The two common power measurements are CCA (Cold Cranking Amps, the number of amps a battery can deliver for 30 seconds at 0°F while maintaining its voltage above 7.2 volts) and MCA (Marine Cranking Amps, similar but measured at 32°F instead of 0°F). The reason that MCA are 20-25% higher than the CCA is because batteries work better at higher temperatures.

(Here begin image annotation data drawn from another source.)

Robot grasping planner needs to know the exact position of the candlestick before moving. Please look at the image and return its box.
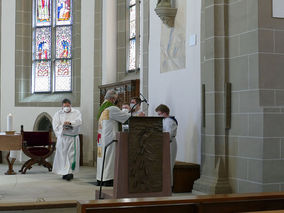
[7,113,13,131]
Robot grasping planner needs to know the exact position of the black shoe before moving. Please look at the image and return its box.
[103,180,113,187]
[95,180,101,186]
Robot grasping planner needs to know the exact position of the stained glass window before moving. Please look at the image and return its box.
[128,0,140,72]
[56,26,72,58]
[35,0,52,26]
[54,60,72,92]
[32,0,72,92]
[56,0,72,25]
[34,61,51,92]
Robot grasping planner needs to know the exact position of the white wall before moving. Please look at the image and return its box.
[0,0,95,163]
[149,0,201,163]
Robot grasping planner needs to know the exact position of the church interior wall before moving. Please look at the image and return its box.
[148,0,201,162]
[0,0,95,165]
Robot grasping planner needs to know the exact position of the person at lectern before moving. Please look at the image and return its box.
[97,90,131,186]
[52,99,82,181]
[130,97,145,116]
[155,104,178,185]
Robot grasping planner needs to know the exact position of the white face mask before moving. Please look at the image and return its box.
[130,104,136,109]
[121,109,128,112]
[63,107,71,112]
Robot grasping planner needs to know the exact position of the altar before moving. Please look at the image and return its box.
[0,132,22,175]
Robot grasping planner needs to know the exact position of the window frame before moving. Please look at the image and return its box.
[31,0,74,94]
[126,0,141,73]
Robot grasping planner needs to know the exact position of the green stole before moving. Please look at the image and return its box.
[97,101,114,120]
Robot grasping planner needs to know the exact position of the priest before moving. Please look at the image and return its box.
[97,90,131,186]
[52,99,82,181]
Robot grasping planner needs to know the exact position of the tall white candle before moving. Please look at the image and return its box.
[7,113,13,131]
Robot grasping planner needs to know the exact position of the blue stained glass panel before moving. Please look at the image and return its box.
[56,0,72,25]
[129,0,136,6]
[54,60,72,92]
[36,0,51,26]
[56,26,72,58]
[128,39,136,70]
[34,27,51,60]
[33,61,51,92]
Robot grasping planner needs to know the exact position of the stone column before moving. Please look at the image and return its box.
[194,0,284,194]
[102,0,117,84]
[193,1,231,194]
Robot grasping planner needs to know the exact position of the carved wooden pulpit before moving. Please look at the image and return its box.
[96,117,171,199]
[0,133,22,175]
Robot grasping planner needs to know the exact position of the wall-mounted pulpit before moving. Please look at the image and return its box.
[96,117,171,199]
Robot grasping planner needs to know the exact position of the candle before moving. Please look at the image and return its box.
[7,113,13,131]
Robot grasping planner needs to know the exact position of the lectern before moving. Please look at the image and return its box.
[96,117,171,199]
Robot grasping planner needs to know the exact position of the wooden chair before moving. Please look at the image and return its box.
[19,125,55,174]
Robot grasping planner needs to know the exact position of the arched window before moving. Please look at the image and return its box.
[32,0,73,93]
[126,0,140,72]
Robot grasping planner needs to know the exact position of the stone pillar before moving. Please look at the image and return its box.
[193,1,231,194]
[102,0,117,84]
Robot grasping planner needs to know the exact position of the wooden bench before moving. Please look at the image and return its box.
[78,193,284,213]
[173,161,200,193]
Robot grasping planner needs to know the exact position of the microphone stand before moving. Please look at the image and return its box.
[99,140,117,200]
[130,103,138,117]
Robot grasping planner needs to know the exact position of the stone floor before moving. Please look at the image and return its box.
[0,164,193,203]
[0,164,98,203]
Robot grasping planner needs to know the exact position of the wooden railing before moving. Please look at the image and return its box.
[78,193,284,213]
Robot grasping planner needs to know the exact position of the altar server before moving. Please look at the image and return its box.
[155,104,178,184]
[52,99,82,181]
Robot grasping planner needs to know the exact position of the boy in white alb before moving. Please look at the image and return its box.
[155,104,178,185]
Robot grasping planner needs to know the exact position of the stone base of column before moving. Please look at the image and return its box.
[192,175,232,194]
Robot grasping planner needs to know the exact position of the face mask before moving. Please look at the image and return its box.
[130,104,135,109]
[121,109,128,112]
[63,107,71,112]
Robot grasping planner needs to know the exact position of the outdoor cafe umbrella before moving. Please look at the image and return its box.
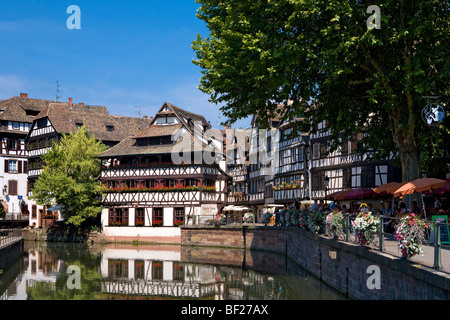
[394,178,447,197]
[394,178,447,219]
[329,189,352,200]
[428,183,450,196]
[373,181,408,196]
[344,188,377,200]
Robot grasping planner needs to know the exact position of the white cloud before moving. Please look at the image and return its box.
[0,74,27,99]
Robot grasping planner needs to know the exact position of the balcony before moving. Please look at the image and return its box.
[102,190,223,204]
[101,164,219,178]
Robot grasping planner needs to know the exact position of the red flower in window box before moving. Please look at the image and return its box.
[152,220,162,227]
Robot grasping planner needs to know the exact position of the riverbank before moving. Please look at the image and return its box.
[22,227,181,245]
[18,225,450,300]
[181,226,450,300]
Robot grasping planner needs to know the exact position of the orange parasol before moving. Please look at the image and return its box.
[333,189,352,200]
[373,181,408,195]
[394,178,447,197]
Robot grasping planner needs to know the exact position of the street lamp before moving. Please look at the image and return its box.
[323,175,330,200]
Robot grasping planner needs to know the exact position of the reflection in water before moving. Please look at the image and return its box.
[0,242,343,300]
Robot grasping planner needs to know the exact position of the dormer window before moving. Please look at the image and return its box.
[156,117,175,124]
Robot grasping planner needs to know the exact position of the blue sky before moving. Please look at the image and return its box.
[0,0,249,128]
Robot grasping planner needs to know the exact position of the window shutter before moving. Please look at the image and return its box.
[8,180,17,196]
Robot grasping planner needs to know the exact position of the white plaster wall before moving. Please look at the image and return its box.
[102,227,181,238]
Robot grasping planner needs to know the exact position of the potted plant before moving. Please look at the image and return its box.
[242,212,255,223]
[152,220,162,227]
[327,210,345,238]
[352,211,380,246]
[135,219,144,227]
[214,213,226,228]
[394,213,428,259]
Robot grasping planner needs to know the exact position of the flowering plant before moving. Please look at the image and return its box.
[135,220,144,227]
[109,220,128,227]
[289,210,300,227]
[152,220,162,227]
[214,213,226,227]
[327,210,345,237]
[243,212,255,223]
[352,211,380,245]
[263,212,272,225]
[299,210,324,233]
[394,213,428,258]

Reserve Minutes indicate how long a battery can sustain a load of 25 amps before it drops to 10.5 volts. A battery rated at 150 minutes can operate a 25A load for 2 1/2 hours (at 80°F). Starting batteries aren’t used to handle loads for long periods, so reserve minutes are less critical.

Size

Engine size, type, and ambient temperature determine what size cranking battery you need. High cranking power (and a larger battery) is required for cold temperatures, diesel engines, or large and high compression gas engines. The first sizing criteria is to meet the minimum CCA (if any) stated by the engine manufacturer. If a Group 31, 1000 CCA battery worked well for five years, we’d recommend replacing it with a similar model. If, however, it cranked too slowly, or failed after a season or two, we’d suggest that you look for a battery with a higher CCA or MCA rating.

Deep cycle functions

Battery capacity measurements are commonly expressed in Amp-hours  (Ah) and Reserve Minutes. Amp-hours measure the total amount of energy that a battery can deliver for 20 hours at a constant rate of discharge, before the voltage drops to 10.5 volts. This means that a 100Ah battery can run a 10A load for 10 hours. The reserve minute rating is the number of minutes that a battery can run a 25A load until dropping to 10.5V, just like with starting batteries. A Group 31 deep cycle battery with a rating of 180 reserve minutes will run a 25A load for three hours. House loads range from 5A to 25A or more. Ah is generally the more relevant measurement for house banks.

Longevity

Battery manufacturers measure longevity by discharging full batteries at a temperature of 77°F until their voltage drops to 10.5 volts. The batteries are recharged under controlled conditions, and the process is repeated until the battery fails to hold half of its rated capacity.  This measurement, called cycle life, shows how many discharge cycles a battery provides over its lifespan.  This ability to cycle repeatedly is what differentiates deep cycle batteries from starting batteries, which can’t withstand more than a few deep discharges before they begin to fail. If nothing else, cycle life provides a baseline for comparing one battery to another.

Battery tips for best performance

No matter what kind of battery chemistry you choose, follow these recommendations to get the best performance:

• Keep in mind that whatever ampere hours are taken out of the battery , that same number of ampere hours PLUS 20% needs to be replaced in order to fully charge the battery.
• Stay with one battery chemistry (flooded, gel or AGM) Each battery type requires specific charging voltages. Mixing battery types can result in under- or over-charging. This may mean replacing all batteries at the same time.
• Regulate charge voltages based on battery temperature and acceptance (manually or with sensing) to maximize battery life and reduce charge time. Ensure that your charging system is capable of delivering sufficient amperage to charge battery banks efficiently. This generally means an alternator with 25% to 40% as many amperes as the capacity of your entire battery bank.
• Keep batteries clean, cool and dry.
• Check terminal connectors regularly to avoid loss of conductivity.
• Add distilled water to flooded lead acid batteries when needed. Keep them charged. Leaving them in a discharged state for any length of time will damage them and lower their capacity.
• Clean corrosion with a paste of baking soda and water.